Their experience is common to that of many families who are facing a privileged emigration condition, linked to professional and life choices. But if two adults who elect another country to their home take their roots with them, making diversity an added value and assimilating from the new culture the best for them, what happens to the new generation, which is suspended between a culture family acquired through a third party and an international education?

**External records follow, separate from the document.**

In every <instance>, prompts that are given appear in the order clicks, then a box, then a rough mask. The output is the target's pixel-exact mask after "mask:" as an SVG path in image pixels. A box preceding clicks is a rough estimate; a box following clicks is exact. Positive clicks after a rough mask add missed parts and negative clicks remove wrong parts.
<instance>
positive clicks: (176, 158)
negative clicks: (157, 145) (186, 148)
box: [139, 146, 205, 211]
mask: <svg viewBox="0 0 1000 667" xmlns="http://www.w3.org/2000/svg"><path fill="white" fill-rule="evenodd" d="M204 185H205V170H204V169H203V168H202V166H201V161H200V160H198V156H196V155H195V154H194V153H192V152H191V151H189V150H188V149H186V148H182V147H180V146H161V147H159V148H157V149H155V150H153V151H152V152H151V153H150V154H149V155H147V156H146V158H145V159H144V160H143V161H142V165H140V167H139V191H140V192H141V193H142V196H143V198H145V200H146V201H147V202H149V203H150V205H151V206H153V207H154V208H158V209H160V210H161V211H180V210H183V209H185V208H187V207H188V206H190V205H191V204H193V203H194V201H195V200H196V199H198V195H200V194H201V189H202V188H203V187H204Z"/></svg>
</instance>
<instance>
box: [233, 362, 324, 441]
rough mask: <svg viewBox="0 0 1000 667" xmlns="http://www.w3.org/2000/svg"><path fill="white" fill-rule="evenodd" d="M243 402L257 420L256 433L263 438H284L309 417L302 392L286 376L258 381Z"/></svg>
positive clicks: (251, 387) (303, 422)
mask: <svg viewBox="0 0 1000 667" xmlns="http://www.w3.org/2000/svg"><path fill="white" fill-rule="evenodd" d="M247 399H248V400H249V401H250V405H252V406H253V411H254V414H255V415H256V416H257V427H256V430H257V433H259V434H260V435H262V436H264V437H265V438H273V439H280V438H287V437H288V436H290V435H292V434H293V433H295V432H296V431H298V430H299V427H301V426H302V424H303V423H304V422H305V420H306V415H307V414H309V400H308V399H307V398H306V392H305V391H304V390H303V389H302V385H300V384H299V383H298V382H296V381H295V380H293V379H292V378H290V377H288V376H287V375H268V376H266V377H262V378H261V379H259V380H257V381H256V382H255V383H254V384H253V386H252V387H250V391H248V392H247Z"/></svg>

Beyond the character and the ability to adapt individually, the bond that the young have with their culture of origin is obviously filtered by the new context in which they grow up and in which, in a certain sense, they risk remaining “foreign”. A condition that obviously has pros and cons, but which seems to determine at least one privilege over all: the freedom to live without conditioning. Provided that growth has been led by parents who are strongly aware of their role.
So we have told Fabrizio and Rossana how they have faced and managed the education of their children in the melting pot of New York culture. Starting from the assumption that “the etymology of educating is e-ducere, that is, ‘pulling out’. Every culture inevitably adds, puts a uniform on you and rules; education, on the other hand, understood in an absolute sense, should not ‘add’ or worse inculcate but on the contrary let children ‘blossom’, help them bring out the best in them “.
Is there an “absolute” way of educating that is not strictly linked to the culture of a particular country?
R: “I would say yes, the nice thing is to take the most interesting things, the best, from each culture. We are Italians, we brought Italy to America, but we also try to make our own to a certain extent the American way of conceiving the education and growth of children “.
F: “Let’s start by saying that babies are born without education, for them one culture is worth the other and therefore the very first training can be absolutely free. It is growing that cultural aspects become important, and an idea is to integrate in the training method the most interesting aspects of various cultures. The fact that in America is greatly appreciated the Montessori method, born in Italy, is proof of this “.